Langenhagen liegt bei Hannover – beides sind nicht wirklich Hotspots der Wirtschaft. Aber in Langenhagen befindet sich eine große Zigarettenfabrik von Reemtsma, dem Hersteller von „West“. Nach der Schließung deren Produktionsstätte in Berlin im Jahre 2011 wechselten 120 Mitarbeiter von der Spree an die Leine, wo rund 860 Menschen für die Zigarette arbeiten, besser arbeiteten. Denn das deutsche Tochterunternehmen von Imperial Brands will sich in den nächsten zwei Jahren von nahezu 160 Kollegen trennen. Begründung: Die von der EU verordnete sogenannte „Track & Trace“-Regulierung, die die Nachverfolgbarkeit der Zigaretten gewährleisten soll – wegen des Schmuggels, wie in der „Hannoverschen Allgemeinen Zeitung zu lesen ist: Reemtsma baut „bis zu 159 Stellen“ ab

Nur Stunden später meldet dasselbe Unternehmen sein Ziel der Marktführerschaft für E-Zigaretten in Deutschland an, wie finanzen.net meldet: QIX Dividenden Europa: Imperial Brands will deutschen E-Zigarettenmarkt aufrollen und glänzt mit 6,5% Rendite Und zwar mit der Marke „myBlu“, eine Dampfe, die ehedem von der österreichischen Firma VonErl entwickelt wurde und damals „My“ hieß. Das neue Produkt der sogenannten „Nächsten Generation“ ist bislang nur in Berlin, Hamburg und München erhältlich.

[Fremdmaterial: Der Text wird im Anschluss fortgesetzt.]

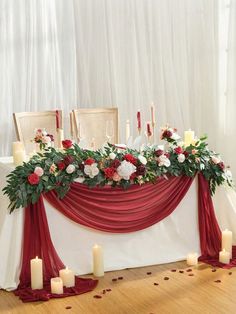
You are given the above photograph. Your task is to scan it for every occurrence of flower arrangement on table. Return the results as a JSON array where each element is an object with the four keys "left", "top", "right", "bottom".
[
  {"left": 33, "top": 128, "right": 54, "bottom": 150},
  {"left": 3, "top": 127, "right": 233, "bottom": 213}
]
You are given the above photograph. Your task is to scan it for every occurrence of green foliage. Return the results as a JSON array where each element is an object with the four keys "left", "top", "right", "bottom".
[{"left": 3, "top": 136, "right": 234, "bottom": 213}]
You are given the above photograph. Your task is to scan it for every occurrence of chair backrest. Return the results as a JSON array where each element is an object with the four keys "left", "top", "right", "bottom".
[
  {"left": 72, "top": 108, "right": 119, "bottom": 149},
  {"left": 13, "top": 110, "right": 63, "bottom": 153}
]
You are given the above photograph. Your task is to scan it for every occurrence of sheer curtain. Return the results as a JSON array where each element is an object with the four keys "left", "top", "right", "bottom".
[{"left": 0, "top": 0, "right": 220, "bottom": 157}]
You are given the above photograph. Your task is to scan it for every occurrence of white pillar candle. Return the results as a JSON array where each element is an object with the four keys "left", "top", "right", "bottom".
[
  {"left": 184, "top": 129, "right": 195, "bottom": 147},
  {"left": 93, "top": 244, "right": 104, "bottom": 277},
  {"left": 59, "top": 267, "right": 75, "bottom": 288},
  {"left": 30, "top": 256, "right": 43, "bottom": 290},
  {"left": 51, "top": 277, "right": 63, "bottom": 294},
  {"left": 13, "top": 150, "right": 26, "bottom": 166},
  {"left": 13, "top": 141, "right": 24, "bottom": 152},
  {"left": 126, "top": 120, "right": 130, "bottom": 143},
  {"left": 186, "top": 252, "right": 198, "bottom": 266},
  {"left": 222, "top": 229, "right": 232, "bottom": 258},
  {"left": 219, "top": 248, "right": 230, "bottom": 264}
]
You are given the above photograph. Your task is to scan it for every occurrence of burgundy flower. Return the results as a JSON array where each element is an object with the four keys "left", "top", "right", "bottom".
[
  {"left": 155, "top": 149, "right": 164, "bottom": 157},
  {"left": 104, "top": 167, "right": 116, "bottom": 179},
  {"left": 57, "top": 161, "right": 66, "bottom": 170},
  {"left": 183, "top": 151, "right": 189, "bottom": 157},
  {"left": 123, "top": 154, "right": 137, "bottom": 165},
  {"left": 136, "top": 164, "right": 146, "bottom": 176},
  {"left": 64, "top": 155, "right": 74, "bottom": 166},
  {"left": 162, "top": 130, "right": 172, "bottom": 139},
  {"left": 111, "top": 159, "right": 121, "bottom": 168},
  {"left": 218, "top": 162, "right": 225, "bottom": 170},
  {"left": 130, "top": 172, "right": 137, "bottom": 180},
  {"left": 84, "top": 158, "right": 95, "bottom": 165},
  {"left": 174, "top": 147, "right": 183, "bottom": 154},
  {"left": 28, "top": 173, "right": 40, "bottom": 185},
  {"left": 165, "top": 153, "right": 170, "bottom": 158},
  {"left": 62, "top": 139, "right": 73, "bottom": 149},
  {"left": 79, "top": 163, "right": 85, "bottom": 171}
]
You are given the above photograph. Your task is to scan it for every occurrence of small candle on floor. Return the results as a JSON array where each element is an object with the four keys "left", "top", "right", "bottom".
[
  {"left": 186, "top": 253, "right": 198, "bottom": 266},
  {"left": 51, "top": 277, "right": 63, "bottom": 294},
  {"left": 219, "top": 248, "right": 230, "bottom": 264},
  {"left": 93, "top": 244, "right": 104, "bottom": 277},
  {"left": 59, "top": 266, "right": 75, "bottom": 287}
]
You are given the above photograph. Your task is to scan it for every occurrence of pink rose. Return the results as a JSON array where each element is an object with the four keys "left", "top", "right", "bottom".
[{"left": 113, "top": 172, "right": 121, "bottom": 182}]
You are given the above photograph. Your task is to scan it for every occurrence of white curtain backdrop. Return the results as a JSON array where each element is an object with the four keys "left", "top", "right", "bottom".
[{"left": 0, "top": 0, "right": 235, "bottom": 176}]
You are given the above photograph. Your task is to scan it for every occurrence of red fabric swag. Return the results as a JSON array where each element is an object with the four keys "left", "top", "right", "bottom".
[{"left": 44, "top": 175, "right": 194, "bottom": 233}]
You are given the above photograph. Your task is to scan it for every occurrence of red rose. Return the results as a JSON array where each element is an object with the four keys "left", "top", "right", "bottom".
[
  {"left": 63, "top": 155, "right": 74, "bottom": 166},
  {"left": 155, "top": 149, "right": 164, "bottom": 157},
  {"left": 28, "top": 173, "right": 40, "bottom": 185},
  {"left": 57, "top": 161, "right": 66, "bottom": 170},
  {"left": 165, "top": 153, "right": 170, "bottom": 158},
  {"left": 218, "top": 162, "right": 225, "bottom": 170},
  {"left": 123, "top": 154, "right": 137, "bottom": 165},
  {"left": 62, "top": 139, "right": 73, "bottom": 149},
  {"left": 183, "top": 151, "right": 189, "bottom": 157},
  {"left": 85, "top": 158, "right": 95, "bottom": 165},
  {"left": 104, "top": 167, "right": 116, "bottom": 179},
  {"left": 111, "top": 159, "right": 121, "bottom": 168},
  {"left": 174, "top": 147, "right": 183, "bottom": 154}
]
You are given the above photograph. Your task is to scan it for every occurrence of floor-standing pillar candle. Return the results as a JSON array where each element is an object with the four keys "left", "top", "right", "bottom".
[
  {"left": 93, "top": 244, "right": 104, "bottom": 277},
  {"left": 222, "top": 229, "right": 232, "bottom": 259},
  {"left": 30, "top": 256, "right": 43, "bottom": 290}
]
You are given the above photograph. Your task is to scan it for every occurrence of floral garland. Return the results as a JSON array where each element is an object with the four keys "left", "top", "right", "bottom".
[{"left": 3, "top": 127, "right": 233, "bottom": 213}]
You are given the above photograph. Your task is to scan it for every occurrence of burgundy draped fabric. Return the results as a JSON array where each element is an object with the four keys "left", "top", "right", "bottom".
[
  {"left": 15, "top": 173, "right": 236, "bottom": 302},
  {"left": 15, "top": 196, "right": 98, "bottom": 302},
  {"left": 198, "top": 173, "right": 236, "bottom": 268},
  {"left": 44, "top": 176, "right": 194, "bottom": 233}
]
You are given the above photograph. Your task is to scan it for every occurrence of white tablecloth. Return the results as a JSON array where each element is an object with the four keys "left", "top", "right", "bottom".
[{"left": 1, "top": 156, "right": 234, "bottom": 291}]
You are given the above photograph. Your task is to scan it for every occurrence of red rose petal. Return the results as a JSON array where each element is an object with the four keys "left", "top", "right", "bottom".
[
  {"left": 65, "top": 306, "right": 72, "bottom": 310},
  {"left": 229, "top": 272, "right": 232, "bottom": 275},
  {"left": 93, "top": 295, "right": 102, "bottom": 299},
  {"left": 186, "top": 269, "right": 192, "bottom": 272},
  {"left": 164, "top": 277, "right": 169, "bottom": 280},
  {"left": 214, "top": 280, "right": 221, "bottom": 283},
  {"left": 154, "top": 282, "right": 159, "bottom": 286},
  {"left": 212, "top": 269, "right": 217, "bottom": 272},
  {"left": 171, "top": 269, "right": 177, "bottom": 272},
  {"left": 179, "top": 270, "right": 184, "bottom": 273},
  {"left": 118, "top": 276, "right": 123, "bottom": 280},
  {"left": 106, "top": 288, "right": 112, "bottom": 292},
  {"left": 146, "top": 272, "right": 152, "bottom": 275},
  {"left": 112, "top": 278, "right": 117, "bottom": 282},
  {"left": 102, "top": 290, "right": 106, "bottom": 294},
  {"left": 188, "top": 274, "right": 194, "bottom": 276}
]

Mit E-Zigaretten wollen nun alle klassischen Zigarettenhersteller ihre schrumpfenden Zahlen wettmachen. Dazu gehören auch BAT mit der „Vype“, JTI mit der „Logic Pro“ und Philip Morris mit der „Iqos“. So vermeldete Imperial bzw. deren Sparte Growth Brands von Januar bis Juni dieses Jahres weltweit einen Zuwachs von über sechs Prozent bei E-Zigaretten.

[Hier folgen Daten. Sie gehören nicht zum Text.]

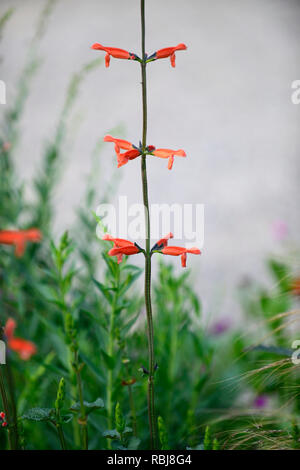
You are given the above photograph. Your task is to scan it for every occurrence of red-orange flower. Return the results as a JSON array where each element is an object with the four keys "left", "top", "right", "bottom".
[
  {"left": 291, "top": 278, "right": 300, "bottom": 296},
  {"left": 4, "top": 318, "right": 37, "bottom": 361},
  {"left": 154, "top": 43, "right": 187, "bottom": 67},
  {"left": 104, "top": 135, "right": 141, "bottom": 168},
  {"left": 103, "top": 234, "right": 141, "bottom": 264},
  {"left": 0, "top": 229, "right": 42, "bottom": 257},
  {"left": 155, "top": 232, "right": 174, "bottom": 249},
  {"left": 0, "top": 411, "right": 7, "bottom": 428},
  {"left": 161, "top": 246, "right": 201, "bottom": 268},
  {"left": 91, "top": 43, "right": 136, "bottom": 67},
  {"left": 122, "top": 378, "right": 136, "bottom": 386},
  {"left": 152, "top": 148, "right": 186, "bottom": 170}
]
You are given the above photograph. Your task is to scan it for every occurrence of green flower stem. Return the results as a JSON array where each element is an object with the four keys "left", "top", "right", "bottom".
[
  {"left": 73, "top": 351, "right": 88, "bottom": 450},
  {"left": 5, "top": 359, "right": 19, "bottom": 449},
  {"left": 57, "top": 263, "right": 87, "bottom": 449},
  {"left": 128, "top": 384, "right": 137, "bottom": 437},
  {"left": 0, "top": 366, "right": 14, "bottom": 450},
  {"left": 140, "top": 0, "right": 157, "bottom": 450},
  {"left": 106, "top": 266, "right": 120, "bottom": 449},
  {"left": 55, "top": 415, "right": 67, "bottom": 450}
]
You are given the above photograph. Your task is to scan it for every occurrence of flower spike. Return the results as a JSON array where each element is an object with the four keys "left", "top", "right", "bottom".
[
  {"left": 91, "top": 43, "right": 137, "bottom": 67},
  {"left": 102, "top": 234, "right": 141, "bottom": 264},
  {"left": 152, "top": 43, "right": 187, "bottom": 67},
  {"left": 4, "top": 318, "right": 37, "bottom": 360},
  {"left": 0, "top": 229, "right": 42, "bottom": 257}
]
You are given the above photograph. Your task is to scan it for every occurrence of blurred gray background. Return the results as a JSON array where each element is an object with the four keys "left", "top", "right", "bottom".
[{"left": 1, "top": 0, "right": 300, "bottom": 320}]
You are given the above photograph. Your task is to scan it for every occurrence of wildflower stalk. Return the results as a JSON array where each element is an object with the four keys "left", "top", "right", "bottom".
[
  {"left": 0, "top": 366, "right": 14, "bottom": 449},
  {"left": 5, "top": 360, "right": 19, "bottom": 449},
  {"left": 140, "top": 0, "right": 157, "bottom": 449},
  {"left": 73, "top": 350, "right": 88, "bottom": 450},
  {"left": 106, "top": 267, "right": 120, "bottom": 449},
  {"left": 54, "top": 377, "right": 67, "bottom": 450}
]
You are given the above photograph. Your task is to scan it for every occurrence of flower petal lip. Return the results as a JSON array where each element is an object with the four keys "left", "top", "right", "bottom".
[
  {"left": 103, "top": 135, "right": 134, "bottom": 151},
  {"left": 91, "top": 43, "right": 137, "bottom": 67},
  {"left": 151, "top": 148, "right": 186, "bottom": 169},
  {"left": 154, "top": 43, "right": 187, "bottom": 67},
  {"left": 155, "top": 43, "right": 187, "bottom": 59},
  {"left": 153, "top": 148, "right": 186, "bottom": 158},
  {"left": 102, "top": 234, "right": 135, "bottom": 248},
  {"left": 91, "top": 43, "right": 131, "bottom": 60},
  {"left": 161, "top": 246, "right": 201, "bottom": 268}
]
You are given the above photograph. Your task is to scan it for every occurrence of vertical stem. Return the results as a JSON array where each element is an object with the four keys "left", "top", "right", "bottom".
[
  {"left": 0, "top": 366, "right": 14, "bottom": 450},
  {"left": 55, "top": 418, "right": 67, "bottom": 450},
  {"left": 74, "top": 351, "right": 88, "bottom": 450},
  {"left": 140, "top": 0, "right": 157, "bottom": 450},
  {"left": 106, "top": 269, "right": 119, "bottom": 449},
  {"left": 128, "top": 384, "right": 137, "bottom": 437},
  {"left": 5, "top": 360, "right": 19, "bottom": 449}
]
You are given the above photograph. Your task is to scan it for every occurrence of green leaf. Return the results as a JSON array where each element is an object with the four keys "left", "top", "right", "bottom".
[
  {"left": 70, "top": 398, "right": 104, "bottom": 415},
  {"left": 102, "top": 429, "right": 120, "bottom": 440},
  {"left": 22, "top": 408, "right": 55, "bottom": 422},
  {"left": 127, "top": 436, "right": 141, "bottom": 450},
  {"left": 93, "top": 278, "right": 113, "bottom": 302},
  {"left": 101, "top": 349, "right": 116, "bottom": 370},
  {"left": 79, "top": 351, "right": 105, "bottom": 384}
]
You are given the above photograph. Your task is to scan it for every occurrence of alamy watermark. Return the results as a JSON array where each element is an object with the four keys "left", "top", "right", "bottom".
[
  {"left": 0, "top": 340, "right": 6, "bottom": 364},
  {"left": 291, "top": 80, "right": 300, "bottom": 104},
  {"left": 0, "top": 80, "right": 6, "bottom": 105},
  {"left": 291, "top": 340, "right": 300, "bottom": 365},
  {"left": 96, "top": 196, "right": 204, "bottom": 248}
]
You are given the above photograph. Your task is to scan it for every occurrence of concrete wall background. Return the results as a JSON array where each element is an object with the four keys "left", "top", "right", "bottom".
[{"left": 1, "top": 0, "right": 300, "bottom": 320}]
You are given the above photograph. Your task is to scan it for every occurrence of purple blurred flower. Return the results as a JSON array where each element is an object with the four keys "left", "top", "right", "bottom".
[
  {"left": 272, "top": 220, "right": 288, "bottom": 242},
  {"left": 253, "top": 394, "right": 268, "bottom": 409},
  {"left": 209, "top": 317, "right": 232, "bottom": 336}
]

So könnten die E-Zigaretten und Heat-not-burn-Produkte in einigen Jahren fast ein Drittel des Marktes bzw. des Umsatzes stellen – gegenwärtig liegen die Anteile bei mageren drei Prozent, so ein Reemtsma-Sprecher.
Dann retten die Dampfer zwar nicht die Arbeitsplätze der Zigarettenhersteller sichern wohl aber deren Gewinn.